The John Innes Centre, Department of Biological Chemistry, Norwich NR4 7UH, UK.
Université François-Rabelais de Tours, EA2106 'Biomolécules et Biotechnologies Végétales', Tours 37200, France.
Nat Commun. 2016 Jul 15;7:12116. doi: 10.1038/ncomms12116.
Plants produce an enormous array of biologically active metabolites, often with stereochemical variations on the same molecular scaffold. These changes in stereochemistry dramatically impact biological activity. Notably, the stereoisomers of the heteroyohimbine alkaloids show diverse pharmacological activities. We reported a medium chain dehydrogenase/reductase (MDR) from Catharanthus roseus that catalyses formation of a heteroyohimbine isomer. Here we report the discovery of additional heteroyohimbine synthases (HYSs), one of which produces a mixture of diastereomers. The crystal structures for three HYSs have been solved, providing insight into the mechanism of reactivity and stereoselectivity, with mutation of one loop transforming product specificity. Localization and gene silencing experiments provide a basis for understanding the function of these enzymes in vivo. This work sets the stage to explore how MDRs evolved to generate structural and biological diversity in specialized plant metabolism and opens the possibility for metabolic engineering of new compounds based on this scaffold.

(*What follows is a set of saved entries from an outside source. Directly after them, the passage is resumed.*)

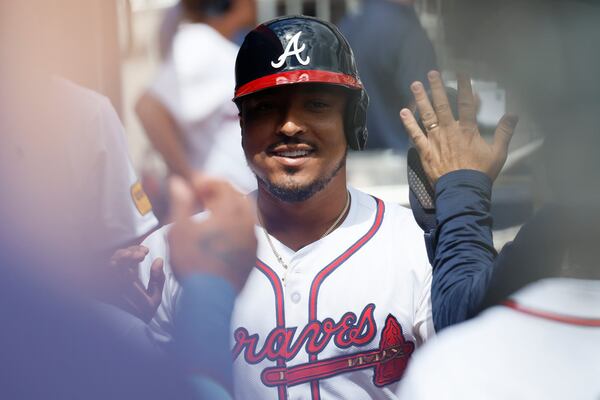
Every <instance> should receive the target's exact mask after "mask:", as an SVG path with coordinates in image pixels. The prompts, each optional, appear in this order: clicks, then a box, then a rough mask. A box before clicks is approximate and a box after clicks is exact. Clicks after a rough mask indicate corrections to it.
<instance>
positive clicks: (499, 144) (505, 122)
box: [494, 114, 519, 155]
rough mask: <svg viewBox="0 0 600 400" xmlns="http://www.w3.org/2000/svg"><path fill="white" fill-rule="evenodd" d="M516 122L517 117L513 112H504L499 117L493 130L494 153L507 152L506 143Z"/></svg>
mask: <svg viewBox="0 0 600 400" xmlns="http://www.w3.org/2000/svg"><path fill="white" fill-rule="evenodd" d="M518 122H519V117H518V116H516V115H513V114H504V116H503V117H502V118H501V119H500V122H498V126H497V127H496V132H494V151H495V152H496V154H498V153H500V154H504V155H506V153H508V145H509V144H510V140H511V139H512V136H513V133H514V132H515V128H516V126H517V123H518Z"/></svg>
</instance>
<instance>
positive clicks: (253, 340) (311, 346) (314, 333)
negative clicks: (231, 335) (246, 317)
mask: <svg viewBox="0 0 600 400" xmlns="http://www.w3.org/2000/svg"><path fill="white" fill-rule="evenodd" d="M374 310H375V305H374V304H369V305H367V306H366V307H365V308H364V310H363V311H362V313H361V314H360V317H358V318H357V317H356V314H354V313H352V312H347V313H346V314H344V315H343V316H342V317H341V318H340V320H339V321H338V322H337V323H336V322H334V321H333V319H331V318H325V319H324V320H323V321H322V322H321V321H312V322H310V323H309V324H308V325H306V326H305V327H304V328H303V329H302V331H301V332H300V334H299V335H297V336H296V331H297V328H295V327H294V328H275V329H273V330H272V331H271V332H270V333H269V334H268V335H267V338H266V340H265V342H264V344H263V346H262V348H261V349H257V343H258V342H259V336H258V335H257V334H253V335H251V334H250V333H249V332H248V330H247V329H246V328H243V327H240V328H238V329H236V330H235V332H234V334H233V335H234V339H235V346H234V347H233V357H234V359H235V358H237V357H238V356H239V355H240V353H242V352H244V358H245V359H246V361H247V362H248V363H251V364H256V363H259V362H261V361H263V360H264V359H269V360H272V361H275V360H277V359H284V360H286V361H289V360H292V359H294V357H296V355H297V354H298V352H299V351H300V349H301V348H302V347H306V351H307V353H309V354H318V353H320V352H321V351H323V349H324V348H325V347H326V346H327V344H328V343H329V342H330V341H331V340H332V339H333V342H334V343H335V345H336V346H337V347H339V348H348V347H350V346H364V345H366V344H368V343H370V342H371V341H372V340H373V338H374V337H375V334H376V333H377V326H376V323H375V319H374V318H373V311H374Z"/></svg>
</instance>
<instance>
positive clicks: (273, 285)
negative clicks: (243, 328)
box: [256, 259, 287, 400]
mask: <svg viewBox="0 0 600 400" xmlns="http://www.w3.org/2000/svg"><path fill="white" fill-rule="evenodd" d="M256 267H257V268H258V270H259V271H260V272H262V273H263V274H265V276H266V277H267V279H268V280H269V282H271V286H273V291H274V292H275V311H276V315H277V317H276V320H277V327H279V328H285V312H284V309H283V287H282V286H281V280H280V279H279V277H278V276H277V274H276V273H275V271H273V270H272V269H271V268H270V267H269V266H268V265H267V264H265V263H264V262H262V261H261V260H259V259H257V260H256ZM277 366H278V367H285V366H286V365H285V359H282V358H280V359H278V360H277ZM277 395H278V397H279V400H285V399H287V389H286V386H285V385H279V386H277Z"/></svg>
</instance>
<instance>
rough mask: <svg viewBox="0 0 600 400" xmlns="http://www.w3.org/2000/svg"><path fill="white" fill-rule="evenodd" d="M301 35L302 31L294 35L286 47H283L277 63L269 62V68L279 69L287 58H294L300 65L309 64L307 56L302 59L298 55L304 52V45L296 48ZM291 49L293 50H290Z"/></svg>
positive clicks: (299, 55)
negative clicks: (284, 47)
mask: <svg viewBox="0 0 600 400" xmlns="http://www.w3.org/2000/svg"><path fill="white" fill-rule="evenodd" d="M301 34H302V31H300V32H298V33H296V34H295V35H294V36H293V37H292V38H291V39H290V41H289V42H288V44H287V46H285V50H284V51H283V54H282V55H280V56H279V58H278V59H277V62H274V61H271V66H272V67H273V68H279V67H281V66H282V65H283V64H284V63H285V60H286V59H287V58H288V57H291V56H296V60H298V62H299V63H300V64H302V65H307V64H308V63H309V62H310V56H307V57H306V59H304V60H303V59H302V57H300V53H302V52H303V51H304V49H305V48H306V44H304V43H302V46H300V47H298V39H300V35H301ZM292 48H293V50H292Z"/></svg>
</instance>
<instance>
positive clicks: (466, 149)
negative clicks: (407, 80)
mask: <svg viewBox="0 0 600 400" xmlns="http://www.w3.org/2000/svg"><path fill="white" fill-rule="evenodd" d="M428 79H429V84H430V86H431V94H432V96H431V97H432V100H433V105H432V104H431V102H430V100H429V97H428V96H427V93H426V91H425V88H424V87H423V84H422V83H421V82H414V83H413V84H412V85H411V90H412V92H413V95H414V97H415V103H416V105H417V108H418V110H419V114H420V115H421V121H422V123H423V126H424V127H425V132H423V130H421V128H420V127H419V124H418V123H417V121H416V120H415V117H414V115H413V113H412V112H411V111H410V110H409V109H406V108H404V109H402V110H401V111H400V118H401V119H402V122H403V123H404V126H405V127H406V131H407V132H408V135H409V136H410V138H411V140H412V141H413V142H414V144H415V148H416V149H417V151H418V153H419V156H420V158H421V162H422V164H423V168H424V170H425V173H426V174H427V176H428V178H429V180H430V181H431V183H432V184H433V185H435V183H436V182H437V180H438V179H439V178H440V177H441V176H443V175H445V174H447V173H449V172H452V171H456V170H460V169H471V170H476V171H480V172H483V173H485V174H486V175H487V176H488V177H489V178H490V179H491V180H492V181H493V180H495V179H496V177H497V176H498V174H499V173H500V170H501V169H502V166H503V165H504V162H505V161H506V156H507V154H508V145H509V143H510V140H511V138H512V135H513V132H514V129H515V127H516V125H517V121H518V118H517V117H516V116H514V115H509V114H505V115H504V116H503V117H502V118H501V119H500V121H499V122H498V125H497V127H496V131H495V133H494V140H493V142H492V143H491V144H490V143H487V142H486V141H485V140H484V139H483V138H482V137H481V135H480V133H479V128H478V127H477V120H476V108H477V107H476V102H475V98H474V96H473V89H472V88H471V81H470V79H469V78H468V77H467V76H464V75H463V76H459V79H458V114H459V115H458V120H456V119H455V117H454V115H453V114H452V110H451V107H450V105H449V103H448V98H447V96H446V90H445V89H444V84H443V82H442V78H441V76H440V74H439V72H437V71H431V72H430V73H429V74H428Z"/></svg>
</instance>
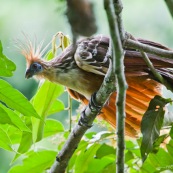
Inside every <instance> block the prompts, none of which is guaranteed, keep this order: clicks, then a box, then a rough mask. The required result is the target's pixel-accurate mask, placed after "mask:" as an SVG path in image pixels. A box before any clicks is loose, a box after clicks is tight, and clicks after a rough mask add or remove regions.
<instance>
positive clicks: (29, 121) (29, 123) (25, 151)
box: [13, 117, 33, 161]
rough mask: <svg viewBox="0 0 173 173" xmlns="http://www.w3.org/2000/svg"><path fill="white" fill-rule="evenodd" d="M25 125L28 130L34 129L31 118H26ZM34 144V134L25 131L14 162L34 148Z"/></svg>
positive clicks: (23, 131) (22, 134) (14, 156)
mask: <svg viewBox="0 0 173 173" xmlns="http://www.w3.org/2000/svg"><path fill="white" fill-rule="evenodd" d="M25 123H26V125H27V127H28V128H30V129H32V124H31V118H30V117H26V118H25ZM32 144H33V136H32V133H31V132H26V131H23V132H22V136H21V140H20V145H19V147H18V150H17V153H16V155H15V156H14V159H13V161H14V160H15V159H17V158H18V157H19V156H20V154H23V153H25V152H27V151H28V150H29V149H30V147H31V146H32Z"/></svg>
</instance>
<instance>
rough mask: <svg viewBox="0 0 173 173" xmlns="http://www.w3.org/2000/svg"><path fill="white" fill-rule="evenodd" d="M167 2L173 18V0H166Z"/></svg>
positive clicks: (169, 10)
mask: <svg viewBox="0 0 173 173" xmlns="http://www.w3.org/2000/svg"><path fill="white" fill-rule="evenodd" d="M165 3H166V5H167V7H168V9H169V12H170V13H171V16H172V18H173V0H165Z"/></svg>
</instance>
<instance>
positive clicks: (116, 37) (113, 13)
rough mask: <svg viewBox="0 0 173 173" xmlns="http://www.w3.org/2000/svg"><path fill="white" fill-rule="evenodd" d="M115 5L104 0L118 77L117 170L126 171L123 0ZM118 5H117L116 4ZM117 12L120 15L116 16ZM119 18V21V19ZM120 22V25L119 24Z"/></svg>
mask: <svg viewBox="0 0 173 173" xmlns="http://www.w3.org/2000/svg"><path fill="white" fill-rule="evenodd" d="M114 2H115V4H114V5H115V6H114V8H115V9H116V10H115V11H114V9H113V8H112V7H113V6H112V1H110V0H104V7H105V10H106V13H107V18H108V22H109V28H110V33H111V38H112V41H113V51H114V58H115V64H113V65H115V69H116V71H115V72H116V73H115V74H116V79H117V98H116V107H117V109H116V110H117V111H116V120H117V124H116V126H117V150H116V151H117V153H116V158H117V160H116V172H117V173H123V172H124V149H125V139H124V136H125V133H124V129H125V98H126V89H127V84H126V80H125V74H124V56H123V49H122V44H121V38H122V39H123V37H124V34H123V33H124V30H123V25H122V19H121V16H120V13H121V10H122V3H120V2H121V1H114ZM116 5H117V6H116ZM115 14H116V15H117V16H118V17H117V16H115ZM117 19H118V21H119V22H118V21H117ZM118 24H119V25H120V26H118Z"/></svg>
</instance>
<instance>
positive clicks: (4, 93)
mask: <svg viewBox="0 0 173 173" xmlns="http://www.w3.org/2000/svg"><path fill="white" fill-rule="evenodd" d="M0 100H1V101H2V102H4V103H5V104H6V105H7V106H8V107H10V108H12V109H14V110H16V111H18V112H20V113H22V114H23V115H24V116H29V117H30V116H34V117H36V118H40V117H39V115H38V114H37V112H36V111H35V109H34V108H33V106H32V105H31V103H30V102H29V101H28V100H27V98H26V97H25V96H24V95H23V94H21V93H20V92H19V91H18V90H16V89H14V88H13V87H12V86H11V85H10V84H9V83H7V82H6V81H4V80H2V79H0Z"/></svg>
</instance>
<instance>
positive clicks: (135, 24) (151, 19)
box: [0, 0, 173, 173]
mask: <svg viewBox="0 0 173 173" xmlns="http://www.w3.org/2000/svg"><path fill="white" fill-rule="evenodd" d="M94 2H95V7H94V8H95V13H96V17H97V23H98V28H99V29H98V34H104V35H108V34H109V31H108V27H107V19H106V15H105V11H104V8H103V2H102V1H98V0H94ZM123 5H124V10H123V20H124V25H125V29H126V30H127V31H128V32H130V33H131V34H133V35H134V36H135V37H140V38H145V39H149V40H153V41H156V42H160V43H162V44H164V45H167V46H169V47H173V43H172V40H173V34H172V35H170V34H171V33H172V28H173V21H172V18H171V16H170V14H169V12H168V10H167V7H166V5H165V3H164V1H162V0H152V1H151V0H140V1H138V0H133V1H128V0H124V1H123ZM22 31H24V32H25V33H27V34H28V35H29V36H31V37H33V36H34V35H36V37H37V39H38V40H43V39H45V43H47V42H49V41H50V40H51V38H52V36H53V35H54V34H55V33H56V32H57V31H62V32H63V33H65V34H67V35H69V36H71V31H70V27H69V24H68V22H67V19H66V17H65V3H64V2H61V1H56V0H49V1H48V0H37V1H34V0H30V1H27V0H15V1H12V0H0V40H1V41H2V44H3V47H4V54H5V55H7V56H8V57H9V58H10V59H11V60H12V61H14V62H15V63H16V65H17V70H16V71H15V74H14V76H13V77H11V78H9V79H8V78H5V80H7V81H9V83H10V84H12V85H13V86H14V87H15V88H17V89H19V90H20V91H21V92H22V93H23V94H24V95H25V96H27V97H28V99H30V98H32V96H33V95H34V93H35V91H36V88H37V85H38V82H37V81H35V80H26V79H25V78H24V73H25V59H24V58H23V57H22V56H21V55H20V54H19V53H18V51H17V49H16V46H15V41H14V40H15V39H16V38H19V39H20V38H22V37H23V36H22ZM165 94H166V95H170V94H169V93H168V92H165ZM62 99H63V100H66V99H67V97H66V95H65V94H64V95H63V96H62ZM74 107H77V103H76V102H74ZM65 114H66V113H64V114H63V115H62V114H61V116H60V115H58V116H57V117H58V119H60V120H61V121H63V122H64V123H66V121H65V119H66V116H65ZM95 130H97V129H95ZM0 158H1V160H0V171H1V173H6V172H7V170H8V169H9V165H10V161H11V159H12V158H13V154H11V153H9V152H7V151H4V150H0ZM2 158H3V159H2Z"/></svg>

植物产生大量具有生物活性的代谢物,通常在同一分子支架上具有立体化学变化。这些立体化学变化极大地影响了生物活性。值得注意的是,育亨宾异生物碱的立体异构体表现出不同的药理活性。我们报道了一种来自长春花的中链脱氢酶/还原酶 (MDR),它可以催化形成育亨宾异构体。在这里,我们报告了另外几种育亨宾合酶 (HYS) 的发现,其中一种产生了一对非对映异构体的混合物。已经解决了三个 HYS 的晶体结构,为反应性和立体选择性的机制提供了深入的了解,其中一个环的突变改变了产物的特异性。定位和基因沉默实验为理解这些酶在体内的功能提供了基础。这项工作为探索 MDR 如何在专门的植物代谢中产生结构和生物多样性奠定了基础,并为基于该支架的新型化合物的代谢工程开辟了可能性。